Noch immer ist Bürgerkrieg (1918 – 1922) in der Ukraine. Sowjetische Bolschewiken kämpfen gegen Konservative, Demokraten, gemäßigte Sozialisten, Nationalisten und Weiße Armee. Im Januar 1919 hatten die Bolschewiken die Stadt Kiew erobert. Samson war eher zufällig und ohne Ausbildung als Mitarbeiter der sowjetischen Miliz verpflichtet worden. Seinem künftigen Vorgesetzten Najden hatte schon dessen Fähigkeit genügt, gute Berichte zu formulieren.

Im neuen Band geht es um illegalen Handel mit Fleisch. Wegen akuten Mangels war das private Schlachten und der Verkauf von Fleisch vom Regime plötzlich verboten worden. Allerdings hatte man versäumt, die Einwohner von Kiew darüber zu informieren. „Es war eine Zeit der Unruhe, der Gefahr und des Hungers.“ Es herrschte politische Willkür, die auch Samson, sein Kollege Cholodnij und der Vorgesetzte Najden zu spüren bekommen, als ihnen der Tschekist Abjasow unerwartet vor die Nase gesetzt wird. Kaum haben Samson und Cholodnij mit ihren Ermittlungen im Fleisch-Schwarzhandel begonnen, wird Nadjeschda, Mitarbeiterin im Amt für Statistik, von Eisenbahnern gefangen genommen. Nun muss Samson auch noch seine Geliebte befreien.

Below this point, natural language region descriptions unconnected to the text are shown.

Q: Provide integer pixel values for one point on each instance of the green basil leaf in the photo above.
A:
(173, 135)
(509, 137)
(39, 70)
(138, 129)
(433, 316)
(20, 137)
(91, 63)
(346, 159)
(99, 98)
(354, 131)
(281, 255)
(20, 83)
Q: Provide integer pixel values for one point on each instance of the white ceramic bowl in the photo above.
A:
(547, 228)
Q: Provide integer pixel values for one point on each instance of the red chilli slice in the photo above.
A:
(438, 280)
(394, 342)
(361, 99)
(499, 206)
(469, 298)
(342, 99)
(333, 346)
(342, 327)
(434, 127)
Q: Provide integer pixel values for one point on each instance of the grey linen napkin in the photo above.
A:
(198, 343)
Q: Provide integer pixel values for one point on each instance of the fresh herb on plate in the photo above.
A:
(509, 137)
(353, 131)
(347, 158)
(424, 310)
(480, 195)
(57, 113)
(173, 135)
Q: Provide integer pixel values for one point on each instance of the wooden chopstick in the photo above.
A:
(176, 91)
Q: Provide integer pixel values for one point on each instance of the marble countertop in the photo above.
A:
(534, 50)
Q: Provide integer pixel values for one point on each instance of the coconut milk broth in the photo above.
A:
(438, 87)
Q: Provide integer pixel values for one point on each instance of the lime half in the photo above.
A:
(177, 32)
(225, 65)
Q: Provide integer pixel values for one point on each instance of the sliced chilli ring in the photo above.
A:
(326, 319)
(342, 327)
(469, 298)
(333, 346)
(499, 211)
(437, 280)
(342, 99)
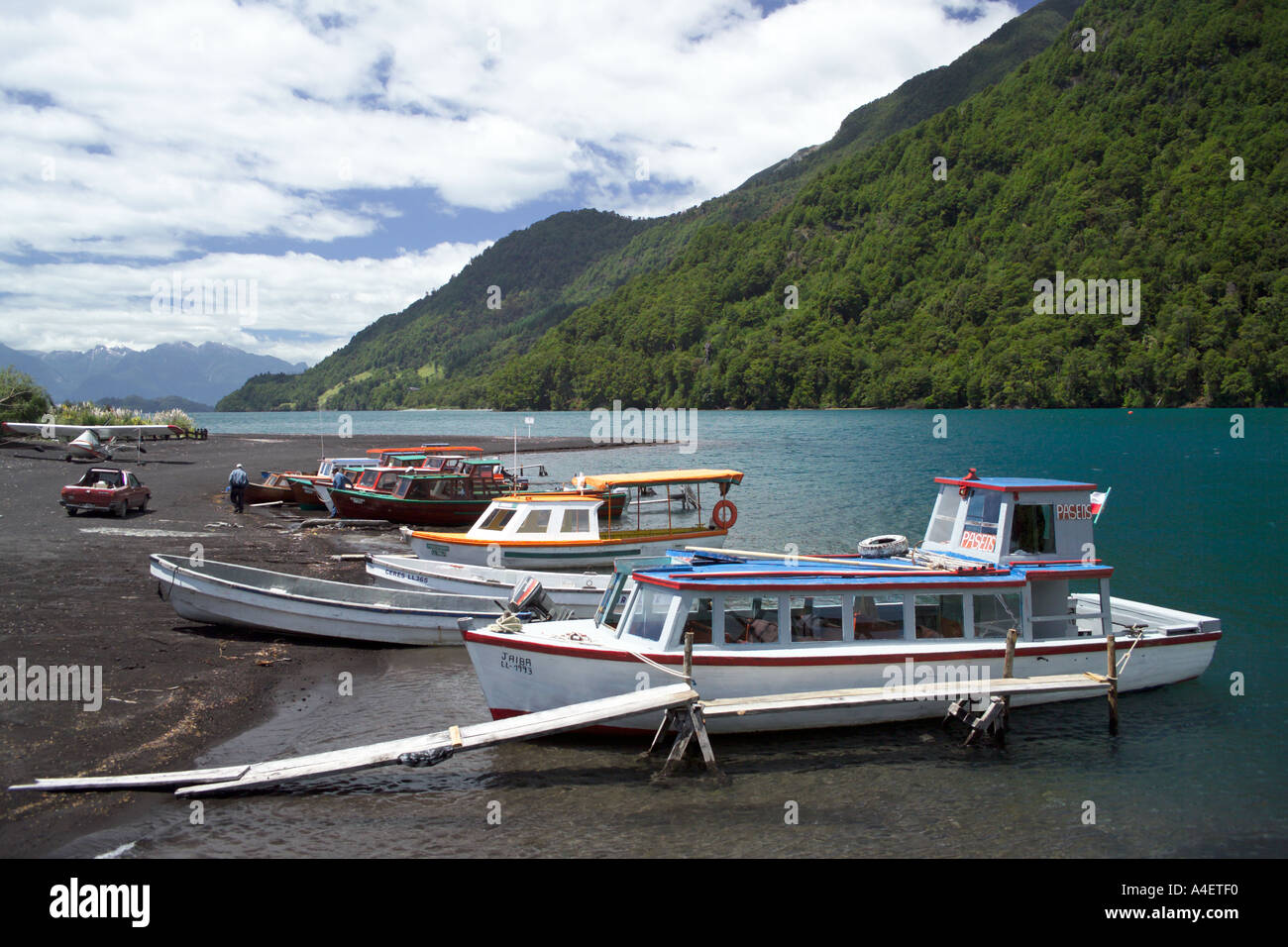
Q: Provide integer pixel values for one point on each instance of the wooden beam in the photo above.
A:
(201, 783)
(875, 696)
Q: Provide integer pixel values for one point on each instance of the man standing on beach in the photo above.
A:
(237, 480)
(339, 482)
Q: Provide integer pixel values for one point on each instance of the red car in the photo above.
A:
(106, 488)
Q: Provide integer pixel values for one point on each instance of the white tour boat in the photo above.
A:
(562, 531)
(999, 553)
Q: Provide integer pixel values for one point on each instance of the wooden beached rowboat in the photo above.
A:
(562, 531)
(576, 591)
(219, 592)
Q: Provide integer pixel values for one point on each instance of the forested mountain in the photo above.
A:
(1154, 151)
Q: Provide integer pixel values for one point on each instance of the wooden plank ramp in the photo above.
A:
(200, 783)
(927, 690)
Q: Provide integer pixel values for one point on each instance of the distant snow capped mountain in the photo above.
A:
(197, 372)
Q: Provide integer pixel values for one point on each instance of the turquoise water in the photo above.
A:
(1196, 521)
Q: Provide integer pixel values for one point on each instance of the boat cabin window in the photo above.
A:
(816, 618)
(944, 518)
(537, 521)
(751, 618)
(648, 613)
(1033, 528)
(996, 613)
(939, 616)
(698, 618)
(879, 617)
(496, 519)
(576, 521)
(449, 488)
(982, 518)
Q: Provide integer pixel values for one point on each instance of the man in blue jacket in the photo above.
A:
(237, 480)
(339, 482)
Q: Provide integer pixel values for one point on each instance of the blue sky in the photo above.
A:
(344, 158)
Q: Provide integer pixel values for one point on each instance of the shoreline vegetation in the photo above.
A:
(25, 401)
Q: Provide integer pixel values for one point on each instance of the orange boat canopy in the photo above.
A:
(657, 478)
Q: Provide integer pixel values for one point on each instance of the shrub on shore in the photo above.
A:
(90, 414)
(21, 398)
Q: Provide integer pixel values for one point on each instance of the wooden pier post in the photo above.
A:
(1111, 654)
(1013, 635)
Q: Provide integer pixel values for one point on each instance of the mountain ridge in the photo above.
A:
(352, 377)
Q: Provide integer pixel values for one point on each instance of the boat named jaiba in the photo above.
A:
(999, 553)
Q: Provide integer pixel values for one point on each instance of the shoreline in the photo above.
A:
(76, 590)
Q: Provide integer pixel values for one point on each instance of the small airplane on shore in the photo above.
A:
(90, 442)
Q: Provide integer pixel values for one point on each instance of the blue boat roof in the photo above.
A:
(715, 571)
(1019, 484)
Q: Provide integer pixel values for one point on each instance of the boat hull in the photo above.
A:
(578, 592)
(522, 674)
(596, 554)
(304, 491)
(244, 596)
(361, 505)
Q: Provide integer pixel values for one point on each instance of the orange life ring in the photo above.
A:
(724, 514)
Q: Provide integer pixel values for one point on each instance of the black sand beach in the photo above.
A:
(75, 590)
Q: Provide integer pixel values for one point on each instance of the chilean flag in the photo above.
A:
(1098, 502)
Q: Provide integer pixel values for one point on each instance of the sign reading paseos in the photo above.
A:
(1073, 510)
(979, 540)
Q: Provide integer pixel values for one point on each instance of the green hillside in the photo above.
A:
(443, 348)
(1107, 163)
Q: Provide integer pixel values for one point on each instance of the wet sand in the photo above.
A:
(76, 590)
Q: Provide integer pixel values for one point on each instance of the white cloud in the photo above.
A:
(147, 131)
(73, 305)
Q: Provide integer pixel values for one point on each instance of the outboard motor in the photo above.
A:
(529, 596)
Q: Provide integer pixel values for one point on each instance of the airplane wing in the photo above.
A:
(102, 431)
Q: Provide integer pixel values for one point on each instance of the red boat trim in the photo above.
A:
(1089, 573)
(1021, 650)
(991, 581)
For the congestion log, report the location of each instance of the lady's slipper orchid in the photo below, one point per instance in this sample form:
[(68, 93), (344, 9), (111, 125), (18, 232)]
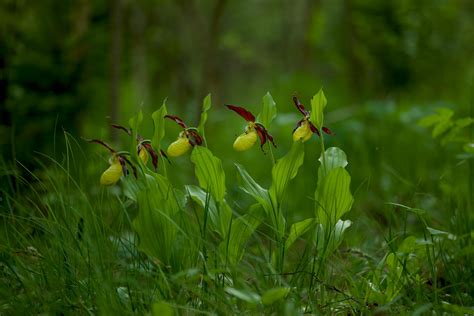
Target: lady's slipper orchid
[(247, 139), (144, 147), (118, 165), (188, 138), (304, 128), (113, 173)]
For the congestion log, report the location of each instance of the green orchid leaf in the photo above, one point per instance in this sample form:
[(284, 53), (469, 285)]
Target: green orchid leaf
[(206, 105), (333, 197), (209, 172), (156, 222), (285, 170), (298, 229), (335, 158)]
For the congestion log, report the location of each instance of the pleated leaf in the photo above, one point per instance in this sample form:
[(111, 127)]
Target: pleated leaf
[(333, 197), (209, 172)]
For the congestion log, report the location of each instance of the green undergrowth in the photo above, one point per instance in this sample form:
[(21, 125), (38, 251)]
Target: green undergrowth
[(302, 239)]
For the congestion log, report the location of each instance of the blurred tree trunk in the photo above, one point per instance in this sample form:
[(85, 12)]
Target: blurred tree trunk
[(210, 76), (139, 54), (115, 59), (350, 45)]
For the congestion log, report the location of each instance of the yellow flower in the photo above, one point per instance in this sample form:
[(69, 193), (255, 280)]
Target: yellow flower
[(179, 147), (303, 132), (113, 173), (246, 140), (143, 154)]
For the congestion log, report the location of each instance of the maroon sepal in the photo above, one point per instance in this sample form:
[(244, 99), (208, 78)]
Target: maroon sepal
[(300, 106), (194, 137), (123, 164), (298, 125), (125, 160), (328, 131), (313, 128), (177, 120), (247, 115), (101, 143), (263, 135)]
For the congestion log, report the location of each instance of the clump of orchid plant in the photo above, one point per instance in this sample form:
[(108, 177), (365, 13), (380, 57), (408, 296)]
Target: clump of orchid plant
[(305, 128), (246, 140), (119, 159), (188, 138), (144, 147)]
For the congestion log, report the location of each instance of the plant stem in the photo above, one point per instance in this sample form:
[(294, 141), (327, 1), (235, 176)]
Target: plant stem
[(323, 153)]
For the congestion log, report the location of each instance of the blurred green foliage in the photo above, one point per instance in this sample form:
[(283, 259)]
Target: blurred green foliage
[(61, 63)]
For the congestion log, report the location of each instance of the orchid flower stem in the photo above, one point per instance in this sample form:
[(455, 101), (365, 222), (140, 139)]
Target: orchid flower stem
[(163, 163), (323, 153), (271, 154)]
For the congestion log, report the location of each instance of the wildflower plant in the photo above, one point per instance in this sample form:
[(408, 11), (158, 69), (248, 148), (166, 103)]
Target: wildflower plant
[(246, 140), (164, 224)]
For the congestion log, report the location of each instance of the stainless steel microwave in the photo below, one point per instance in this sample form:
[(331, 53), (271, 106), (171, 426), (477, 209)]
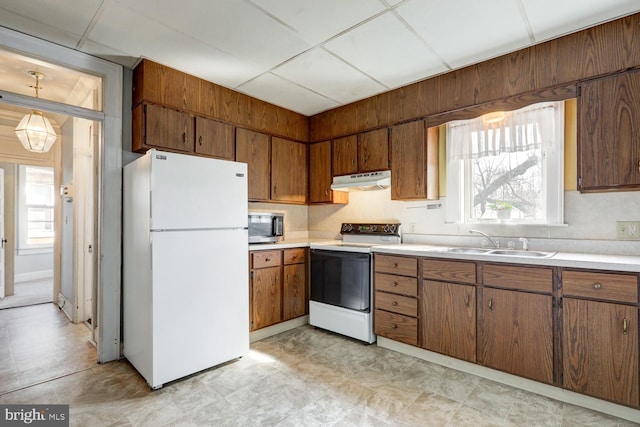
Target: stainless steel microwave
[(265, 227)]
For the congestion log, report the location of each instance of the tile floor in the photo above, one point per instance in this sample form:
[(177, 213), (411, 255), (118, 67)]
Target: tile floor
[(303, 377)]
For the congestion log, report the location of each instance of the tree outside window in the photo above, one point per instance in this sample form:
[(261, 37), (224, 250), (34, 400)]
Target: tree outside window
[(507, 166)]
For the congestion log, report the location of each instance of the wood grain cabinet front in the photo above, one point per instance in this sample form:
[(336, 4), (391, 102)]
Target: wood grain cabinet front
[(278, 286), (600, 335), (154, 126), (515, 330), (396, 298), (448, 308)]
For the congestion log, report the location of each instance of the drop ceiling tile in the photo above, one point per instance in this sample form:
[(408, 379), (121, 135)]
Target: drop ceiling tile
[(232, 26), (72, 16), (322, 72), (317, 21), (467, 31), (387, 51), (41, 30), (573, 15), (279, 91), (127, 31)]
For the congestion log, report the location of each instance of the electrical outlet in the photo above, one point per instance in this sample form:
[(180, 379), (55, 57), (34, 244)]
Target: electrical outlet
[(628, 230)]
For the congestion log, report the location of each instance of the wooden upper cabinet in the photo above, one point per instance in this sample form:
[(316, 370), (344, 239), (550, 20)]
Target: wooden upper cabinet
[(373, 150), (320, 177), (288, 171), (345, 155), (414, 161), (365, 152), (160, 127), (214, 138), (609, 133), (253, 148), (159, 84)]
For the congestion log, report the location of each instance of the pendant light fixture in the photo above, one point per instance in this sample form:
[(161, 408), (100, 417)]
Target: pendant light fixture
[(34, 130)]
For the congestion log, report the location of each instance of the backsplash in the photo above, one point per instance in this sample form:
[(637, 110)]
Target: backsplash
[(590, 222)]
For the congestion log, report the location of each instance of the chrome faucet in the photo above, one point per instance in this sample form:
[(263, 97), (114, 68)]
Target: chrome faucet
[(493, 242)]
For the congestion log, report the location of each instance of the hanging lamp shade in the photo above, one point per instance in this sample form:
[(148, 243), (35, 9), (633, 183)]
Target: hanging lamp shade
[(34, 130)]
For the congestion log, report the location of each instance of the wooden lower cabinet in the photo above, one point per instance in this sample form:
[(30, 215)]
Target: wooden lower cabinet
[(266, 297), (515, 333), (600, 350), (278, 286), (448, 319)]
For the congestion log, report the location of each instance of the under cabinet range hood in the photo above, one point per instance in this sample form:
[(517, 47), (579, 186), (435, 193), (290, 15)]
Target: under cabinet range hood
[(362, 181)]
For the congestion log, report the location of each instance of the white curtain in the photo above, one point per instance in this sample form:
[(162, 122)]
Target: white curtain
[(495, 133)]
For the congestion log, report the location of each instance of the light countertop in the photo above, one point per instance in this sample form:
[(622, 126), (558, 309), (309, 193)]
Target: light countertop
[(560, 259)]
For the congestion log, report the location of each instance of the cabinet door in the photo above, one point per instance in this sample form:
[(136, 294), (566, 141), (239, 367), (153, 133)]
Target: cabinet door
[(166, 128), (266, 297), (294, 291), (345, 155), (414, 162), (448, 319), (253, 148), (516, 333), (609, 132), (600, 350), (214, 139), (288, 171), (373, 150)]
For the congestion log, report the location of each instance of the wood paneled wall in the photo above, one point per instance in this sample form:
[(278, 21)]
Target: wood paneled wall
[(162, 85), (548, 71)]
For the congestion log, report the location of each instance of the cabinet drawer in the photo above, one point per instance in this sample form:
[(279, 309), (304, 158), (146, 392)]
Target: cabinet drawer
[(605, 286), (295, 256), (397, 284), (397, 303), (262, 259), (396, 327), (449, 271), (515, 277), (396, 265)]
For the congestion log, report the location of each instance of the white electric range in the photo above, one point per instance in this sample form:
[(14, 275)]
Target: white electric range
[(341, 297)]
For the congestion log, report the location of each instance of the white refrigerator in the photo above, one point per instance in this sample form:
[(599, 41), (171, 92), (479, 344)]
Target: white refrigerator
[(185, 264)]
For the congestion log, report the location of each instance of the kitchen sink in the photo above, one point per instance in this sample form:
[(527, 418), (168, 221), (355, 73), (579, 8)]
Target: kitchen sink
[(501, 252), (528, 254), (468, 250)]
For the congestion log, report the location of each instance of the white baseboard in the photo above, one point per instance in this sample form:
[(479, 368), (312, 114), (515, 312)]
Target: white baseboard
[(65, 305), (33, 275), (278, 328), (514, 381)]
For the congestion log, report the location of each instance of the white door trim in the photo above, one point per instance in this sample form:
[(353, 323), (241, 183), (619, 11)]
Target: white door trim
[(109, 177)]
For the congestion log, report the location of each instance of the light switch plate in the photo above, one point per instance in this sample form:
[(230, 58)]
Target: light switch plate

Auch für diesen zweiten Band gilt: Es ist eine mit liebevoll charakterisierten Protagonisten besetzte und in fast märchenhaft-poetischer Sprache verfasste Mischung aus historischem Roman, Liebesgeschichte und Krimi. Allerdings ist der unspektakuläre Kriminalfall für den Autor lediglich Mittel zum Zweck: Andrej Kurkow blickt in seiner Krimireihe auf die Zeit der ersten sowjetischen Besetzung im Jahr 1920 zurück. Er schildert satirisch-ironisch die Alltagssituation der Normalbürger in den Wirren des Bürgerkriegs, in dessen Verlauf es für sie manchmal unübersichtlich war, wer sie gerade beherrschte. So rät der alte Fotograf, der Samson und Nadjeschda fotografieren soll, vom Foto in Uniform ab: „Sie merken doch selbst, wie oft bei uns hier die Machthaber wechseln. Von daher ist es besser, sich nicht in Kleidung ablichten zu lassen, die auf konkrete Machthaber hinweist. Wer weiß schon, wer als nächstes nach Kiew kommt?“

Der durchaus unterhaltsame Roman „Samson und das gestohlene Herz“ ist kein gewöhnlicher Krimi. Man denkt sofort an die unschuldigen Menschen in den heute von russischen Truppen erneut besetzten Ostprovinzen der Ukraine. „Überhaupt gab es zu wenig Salz, wie es überhaupt auch zu wenig Zucker gab. Das war die bittere Wahrheit dieser unruhigen Zeit, die man weder mit Salz noch mit Zucker schmackhaft machen konnte.“ Aber das Alltagsleben muss auch dort heute wie einst im Jahr 1920 irgendwie weitergehen, egal wer gerade regiert. So absurd diese Situation damals wie heute ist, steigert Andrej Kurkow in seinem Roman alles derart ins Skurrile, dass aus der Tragik des Geschehens schon wieder Komik wird. Auf den angekündigten dritten Band darf man gespannt sein.